Sentence of July 21, 1994 (Galway) (marital relationship)

            In the present case, the Judges in first instance, holding the Petitioner incapable of assuming the essential obligations of marriage, took as their measure "the care and concern essential to build up a normal and human marriage relationship" (Acts, 99). But there seems to be no way by which one can establish a working juridic criterion to judge the "normality" of a marriage relationship. As a result of Original Sin, the relationship between husband and wife will always tend in some way to diverge from the harmony which the covenant of conjugal love morally calls for. In the first state of creation, perfect harmony between man and woman was no doubt achieved without effort. But, after the Fall, " The harmony in which they had found themselves, thanks to original justice, is now destroyed: the control of the soul's spiritual faculties over the body is shattered; the union of man and woman becomes subject to tensions, their relations henceforth marked by lust and domination" (CCC 400). Only those couples who are prepared to make a sustained effort and who at the same time count on the help of grace are likely to achieve a close and serene relationship. It follows that however regrettable and however morally imputable (to one or both parties) marital discord may be, some measure of it is common and simply a sign of human imperfection.

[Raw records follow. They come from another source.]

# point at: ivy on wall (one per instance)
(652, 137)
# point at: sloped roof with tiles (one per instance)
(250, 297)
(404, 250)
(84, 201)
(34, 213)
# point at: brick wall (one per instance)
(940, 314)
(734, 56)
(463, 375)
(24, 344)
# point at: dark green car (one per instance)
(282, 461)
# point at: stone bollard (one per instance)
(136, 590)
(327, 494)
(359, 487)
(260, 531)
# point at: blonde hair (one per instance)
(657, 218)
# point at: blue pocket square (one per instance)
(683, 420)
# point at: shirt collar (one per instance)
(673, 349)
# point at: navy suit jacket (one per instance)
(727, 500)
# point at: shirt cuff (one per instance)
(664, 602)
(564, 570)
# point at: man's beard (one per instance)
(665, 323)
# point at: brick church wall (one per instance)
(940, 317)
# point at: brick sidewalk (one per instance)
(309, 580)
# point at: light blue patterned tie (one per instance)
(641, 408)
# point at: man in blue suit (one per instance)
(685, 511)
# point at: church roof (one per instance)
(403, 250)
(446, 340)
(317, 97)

            Even in cases where the discord has become serious (as usually happens before conjugal life definitively breaks down), this of itself offers no proof of consensual incapacity. A marital breakdown can always be considered as a pathological event; yet it does not necessarily follow that there was anything pathological in the consent to marriage originally given. The pathology ending in the breakdown often derives not from some original constitutional incapacity but from the subsequent voluntary refusal of one or both spouses to make the effort needed to learn to get on. "Il fallimento dell'unione coniugale, peraltro, non è mai in sé una prova per dimostrare tale incapacità dei contraenti, i quali possono aver trascurato, o usato male, i mezzi sia naturali che soprannaturali a loro disposizione..." (AAS (1987) 1457)

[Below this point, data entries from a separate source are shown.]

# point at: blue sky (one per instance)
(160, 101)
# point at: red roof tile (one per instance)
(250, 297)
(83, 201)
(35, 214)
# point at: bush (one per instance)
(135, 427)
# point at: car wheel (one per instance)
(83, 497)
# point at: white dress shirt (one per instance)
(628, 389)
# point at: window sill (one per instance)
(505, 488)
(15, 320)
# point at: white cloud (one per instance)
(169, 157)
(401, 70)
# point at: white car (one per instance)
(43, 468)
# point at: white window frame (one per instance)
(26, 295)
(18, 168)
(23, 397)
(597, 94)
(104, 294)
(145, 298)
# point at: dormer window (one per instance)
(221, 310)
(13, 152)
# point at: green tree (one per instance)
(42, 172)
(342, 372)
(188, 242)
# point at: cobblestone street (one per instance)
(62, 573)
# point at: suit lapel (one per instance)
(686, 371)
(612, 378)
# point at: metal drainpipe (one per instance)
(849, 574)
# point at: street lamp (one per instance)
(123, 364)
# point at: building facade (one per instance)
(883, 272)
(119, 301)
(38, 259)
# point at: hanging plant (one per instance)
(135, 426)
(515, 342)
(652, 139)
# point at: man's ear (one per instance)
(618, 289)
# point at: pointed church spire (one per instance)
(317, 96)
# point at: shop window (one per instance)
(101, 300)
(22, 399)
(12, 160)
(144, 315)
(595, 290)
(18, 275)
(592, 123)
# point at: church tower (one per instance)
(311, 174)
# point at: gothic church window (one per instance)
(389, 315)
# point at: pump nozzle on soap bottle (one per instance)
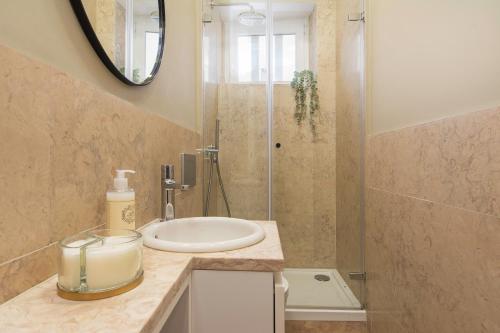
(121, 203)
(120, 182)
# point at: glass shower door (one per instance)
(236, 165)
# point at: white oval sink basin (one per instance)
(202, 234)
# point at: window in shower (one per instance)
(152, 42)
(246, 58)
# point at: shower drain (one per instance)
(322, 277)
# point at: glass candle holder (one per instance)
(100, 261)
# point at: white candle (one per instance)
(107, 265)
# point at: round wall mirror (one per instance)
(127, 35)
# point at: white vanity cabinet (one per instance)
(223, 302)
(229, 302)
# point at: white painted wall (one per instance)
(49, 31)
(429, 59)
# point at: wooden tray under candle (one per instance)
(91, 296)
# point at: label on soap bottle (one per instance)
(121, 214)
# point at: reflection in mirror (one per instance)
(130, 34)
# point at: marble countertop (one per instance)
(39, 309)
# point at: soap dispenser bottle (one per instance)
(120, 205)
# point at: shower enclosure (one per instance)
(283, 130)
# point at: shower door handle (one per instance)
(355, 17)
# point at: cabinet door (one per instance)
(178, 320)
(230, 302)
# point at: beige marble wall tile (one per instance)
(431, 267)
(303, 168)
(299, 326)
(433, 248)
(453, 161)
(243, 150)
(61, 140)
(25, 148)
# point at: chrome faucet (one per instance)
(168, 187)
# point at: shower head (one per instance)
(251, 18)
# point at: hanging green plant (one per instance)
(306, 97)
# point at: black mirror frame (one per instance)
(83, 19)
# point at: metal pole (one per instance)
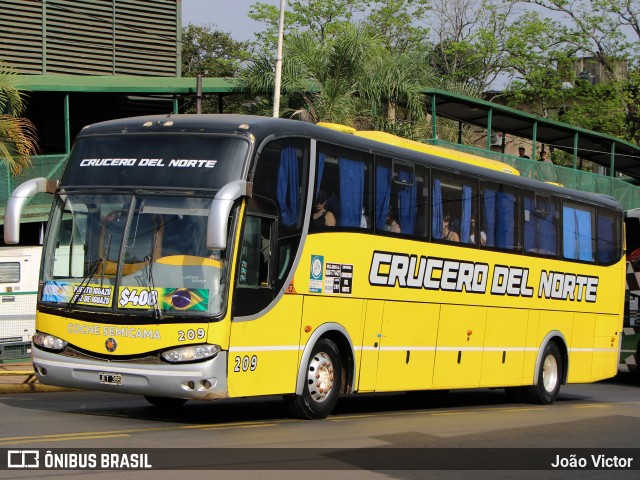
(199, 93)
(278, 80)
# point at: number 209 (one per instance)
(242, 364)
(191, 334)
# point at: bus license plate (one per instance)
(111, 378)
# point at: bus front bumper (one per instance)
(199, 381)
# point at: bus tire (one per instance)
(165, 402)
(323, 378)
(547, 388)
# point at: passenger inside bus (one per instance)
(324, 212)
(474, 237)
(392, 224)
(447, 233)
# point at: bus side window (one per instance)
(255, 255)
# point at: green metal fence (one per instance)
(627, 194)
(17, 324)
(49, 166)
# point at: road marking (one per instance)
(64, 438)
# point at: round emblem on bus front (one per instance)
(111, 344)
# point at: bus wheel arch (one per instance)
(327, 361)
(552, 366)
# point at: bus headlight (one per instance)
(49, 342)
(192, 353)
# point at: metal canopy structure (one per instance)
(123, 84)
(611, 152)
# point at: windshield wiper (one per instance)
(153, 293)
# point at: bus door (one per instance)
(263, 352)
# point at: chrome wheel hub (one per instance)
(320, 377)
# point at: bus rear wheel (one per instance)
(547, 388)
(323, 378)
(165, 402)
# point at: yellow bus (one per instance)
(217, 256)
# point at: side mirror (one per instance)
(220, 210)
(18, 200)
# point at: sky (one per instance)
(227, 16)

            The first Sentence holds that the "ability to adjust to each other [is] an essential for marriage" (I, 100). While this is no doubt true from the viewpoint of ideal peace in actual conjugal life, it is a moral requisite of a successful marriage, not a juridic condition for the capacity to consent to the conjugal relationship, thus instituting the marital bond. Canon 1095, 2 and 3 specifically correlate consensual incapacity to the essential obligations of marriage in themselves, not to the person of the other spouse. This is quite clear and explains why rotal jurisprudence, despite one or two divergent voices, has constantly and solidly rejected the notion of "relative incapacity". *

            Adjustment to one another over a lifetime is always a difficult requirement of the married covenant. However one can see no way by which the law could judge with moral certainty that the deteriorated relationship of two spouses derived from an original and constitutional incapacity to get on - somehow attributable to the two of them - , and not from the simple moral failure, of one or the other or both, to measure up to the normal effort needed to adjust in married life.

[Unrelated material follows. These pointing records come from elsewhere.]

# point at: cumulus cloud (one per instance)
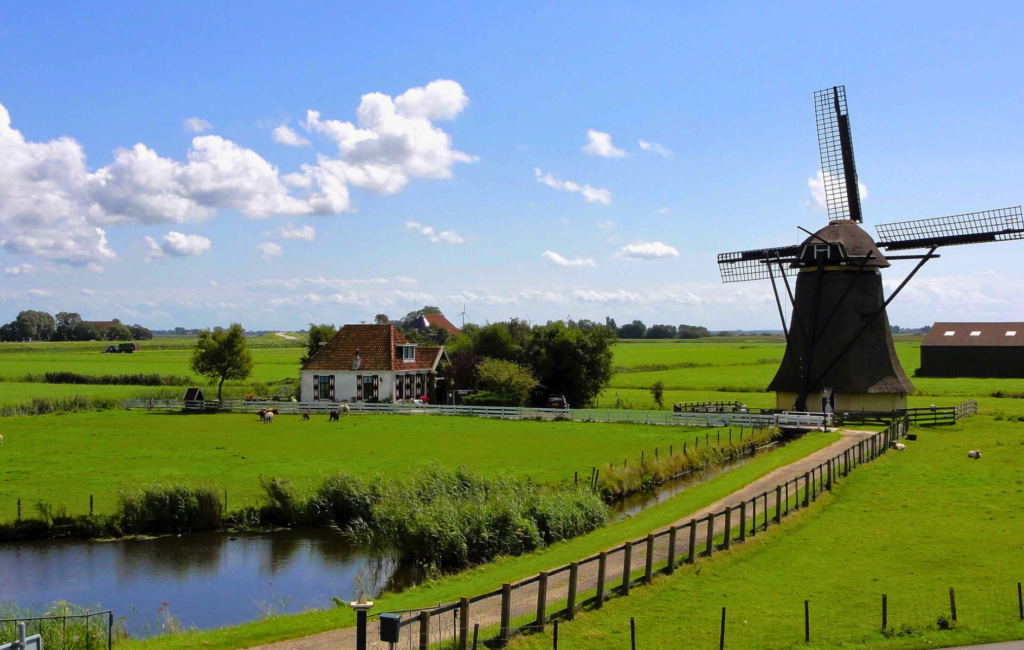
(654, 147)
(176, 245)
(286, 135)
(303, 231)
(269, 250)
(555, 258)
(646, 251)
(591, 195)
(444, 236)
(197, 125)
(24, 269)
(817, 186)
(599, 143)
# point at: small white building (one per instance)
(369, 362)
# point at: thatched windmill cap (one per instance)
(851, 235)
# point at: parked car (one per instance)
(556, 401)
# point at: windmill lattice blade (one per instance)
(744, 266)
(976, 227)
(839, 170)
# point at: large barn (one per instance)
(973, 349)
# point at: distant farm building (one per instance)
(973, 349)
(370, 362)
(428, 320)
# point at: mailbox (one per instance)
(390, 626)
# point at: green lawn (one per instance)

            Certainly if some grave personality disorder in one or other of the spouses was present at the moment of the wedding, it is very likely to provoke maladjustment between them. But the maladjustment does not prove the disorder. Moreover even if the disorder is proved, it is irrelevant to argue that it tended to create maladjustment between the spouses, for this can be readily admitted. What must be proved is that it actually incapacitated for marital consent itself. "Ability to adjust to one's partner" is not qualifiable or quantifiable in law and cannot be ranged among the constitutional obligations of which the measure must be taken, under c. 1095, in order to judge consensual capacity or incapacity.

            In coming to its affirmative decision, the first instance Judges were swayed by the argument that the parties "could not manage contradictory life styles" (100). If such an argument is accepted as conclusive, then any serious difficulty in getting on becomes proof of incapacity. It is hard to see how such "post hoc, ergo propter hoc" reasoning does not in effect canonize divorce. If a couple manage to get on, then their union is valid. If they fail to do so, then the marriage can be declared null because of an incapacity held to be demonstrated by their failure.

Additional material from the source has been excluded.